When the opportunity arose to race both the B.C. Bike Race and the Singletrack 6 back-to-back, the first questions I asked myself were: ‘How am I going to do this?’ followed by: ‘Am I getting myself in over my head?’ and, inevitably, ‘What bike?’
Sure, I could mimic the Lycra-clad racers who would be battling it out at the front of the pack and ride a thoroughbred cross-country race bike. But that didn’t really seem to fit with my preference for baggy kits and flat pedals. Conversely, I wasn’t too excited about the idea of trying to pedal my coil-sprung, 160-millimeter-travel all-mountain bike, either. I wanted the best of both worlds. After agonizing over the ‘what ifs,’ I landed on the Specialized Stumpy 29 as the bike to give me the perfect mix of pedaling prowess and descending power.
What was the deciding factor in choosing the Stumpjumper over so many other capable bikes in its class? For me, it all came down to the S.W.A.T. system–the array of storage solutions Specialized builds into the Stumpy. I wanted to get as much weight as possible off my back, so I could focus on all the amazing B.C. singletrack we would be lucky enough to ride every day.
In addition to the multitool and chain breaker with a spare link cleverly tucked away in hidden spaces on the bike, the S.W.A.T. box in the downtube sealed the deal. I packed it to the max with a spare tube, pump, CO2 cartridge, zip ties, food and the mandatory Fox 40 whistle and emergency blanket that all racers are required to carry. I had nothing on my body apart from some gels, bars and a spare water bottle tucked into my bib shorts. That was more than enough to get me to each aid station every day, and not having to pack as I would for an epic adventure allowed me to ride like I do on my casual rides back home.
As one would expect, the S-Works Stumpy comes with a stellar build kit, but I made a few changes to suit my riding style.

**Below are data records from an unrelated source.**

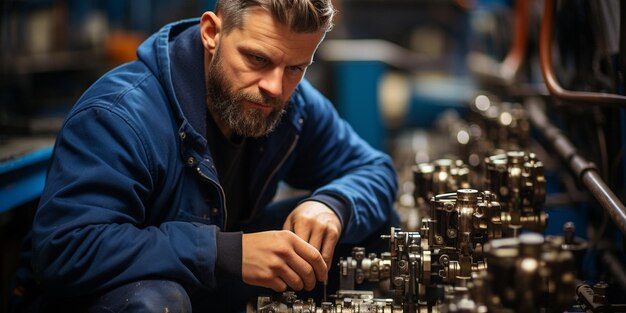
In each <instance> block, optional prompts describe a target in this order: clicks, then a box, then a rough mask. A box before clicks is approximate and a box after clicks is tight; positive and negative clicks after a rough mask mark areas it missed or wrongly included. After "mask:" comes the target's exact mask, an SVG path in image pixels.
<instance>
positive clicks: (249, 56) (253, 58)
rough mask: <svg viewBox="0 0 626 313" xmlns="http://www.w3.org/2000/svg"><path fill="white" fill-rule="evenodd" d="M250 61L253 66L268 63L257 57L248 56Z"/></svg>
mask: <svg viewBox="0 0 626 313" xmlns="http://www.w3.org/2000/svg"><path fill="white" fill-rule="evenodd" d="M249 59H250V61H251V62H252V63H253V64H255V65H265V64H267V63H268V61H267V59H266V58H264V57H261V56H258V55H254V54H251V55H249Z"/></svg>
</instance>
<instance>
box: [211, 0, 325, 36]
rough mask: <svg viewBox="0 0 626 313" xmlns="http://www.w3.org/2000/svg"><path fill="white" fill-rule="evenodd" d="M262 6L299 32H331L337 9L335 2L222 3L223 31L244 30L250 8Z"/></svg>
mask: <svg viewBox="0 0 626 313" xmlns="http://www.w3.org/2000/svg"><path fill="white" fill-rule="evenodd" d="M255 7H260V8H263V9H265V10H267V11H268V12H270V13H271V14H272V16H273V17H274V19H276V20H277V21H279V22H280V23H282V24H284V25H286V26H287V27H288V28H289V30H291V31H293V32H296V33H314V32H318V31H324V32H325V33H326V32H329V31H330V30H331V29H332V28H333V16H334V14H335V12H336V11H335V8H334V7H333V4H332V2H331V0H219V1H218V2H217V6H216V8H215V12H217V13H219V14H221V16H222V29H223V31H224V32H225V33H229V32H230V31H232V30H233V29H234V28H238V29H241V28H243V22H244V17H245V14H246V13H247V12H248V10H249V9H251V8H255Z"/></svg>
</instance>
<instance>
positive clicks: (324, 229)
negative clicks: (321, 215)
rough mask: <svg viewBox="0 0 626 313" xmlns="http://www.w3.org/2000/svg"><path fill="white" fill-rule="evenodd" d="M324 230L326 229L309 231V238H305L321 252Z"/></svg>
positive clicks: (310, 244)
mask: <svg viewBox="0 0 626 313" xmlns="http://www.w3.org/2000/svg"><path fill="white" fill-rule="evenodd" d="M326 231H327V230H326V229H316V230H315V231H311V232H310V234H309V240H307V242H308V243H309V244H310V245H312V246H313V247H314V248H315V249H317V251H319V252H322V250H321V248H322V242H323V240H324V236H325V233H326ZM300 238H302V237H300ZM303 239H304V238H303Z"/></svg>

For starters, I opted to change out the cockpit for a Race Face Atlas bar and an Easton Haven 35-millimeter stem. At 800 millimeters wide and with a 35-millimeter clamp diameter, these aluminum bars offered a short-and-wide stance with precise handling characteristics.
If I had one piece of advice for those riding a stage race it would be to get some colored grips. It sounds trivial, but when you’re looking at an endless sea of hundreds of bikes on the racks in the morning, colored grips are the key to spotting the one that belongs to you and getting on with your pre-ride routine. In this case, ODI’s Elite Motion lock-ons offered comfort and control with their offset padding design. Additional padding where your hands have the most contact with the grips adds a hidden element of comfort into this slim, single-clamp design.
You can almost certainly count on rain during any trip to coastal British Columbia, and this year’s BCBR was no exception. One of my all-time favorite front tires in wet conditions is the Maxxis Minion 3C. On the rear, I gambled on a new tire from Maxxis–the Aggressor. With Maxxis’ Double Down casing in the rear, combined with the 30-mil inner width on the Specialized Roval Traverse SL 29 rims, I was able to run low pressure for endless traction on the wet roots and rocks, but still had ample sidewall support. I didn’t have a single flat or even a hint of lost tire pressure over 13 days of racing.
Much to the amazement (and sometimes dismay) of my more cross-country compatriots, I rode both races–a combined 500-plus kilometers (310 miles) with over 57,000 feet of climbing–on flat pedals. With their large platform and concave profile, Deity’s T-Mac pedals offered stability and control that was second to none on the trail.
I’ll admit that I wasn’t very excited about riding Fox’s custom-tuned Autosag rear shock on the Stumpy. I wanted to hate it–especially knowing that our editors have had inconsistent results with it in the past–but ultimately I had to let go of my tinkering tendencies and accept that, at least in my case, it actually works pretty well. If you’ve been riding for ages and have your shock-setup routine down to a science, you’ll probably be a bit annoyed, but Autosag is undoubtedly a great way for riders who are less confident with their set-up skills to get the most out of the FSR linkage. When it was all said and done, I only ever adjusted the air pressure in the rear shock once during the initial setup and was able to forget about it for the duration of both events.
I added an additional Bottomless Token to the stock two-token setup in the RockShox Pike RCT3 up front. That extra ramp-up support wasn’t necessary on most terrain, but left me with no excuse not to lay off the brakes and push the pace when we were treated to B.C.’s most challenging terrain.
This was never more evident than on Day 5 of the Singletrack 6, when our timed descent for the day took us down a section of the legendary Mount 7 Psychosis course. Steep, loose and rough, the terrain showcased the potential of the 140-millimeter-travel Stumpjumper. Even though I was pushing myself to the limit, I couldn’t push past the limits of the Stumpy. Its descending capabilities are incredible for a bike that climbs so effortlessly. It’s a bike that works in harmony with all its angles and travel, never seeming like it’s too much or not enough of anything. Perhaps my kit was a bit unconventional for a stage race, but for people like myself who unapologetically ride whatever they’ll have the most fun on, it was the perfect choice.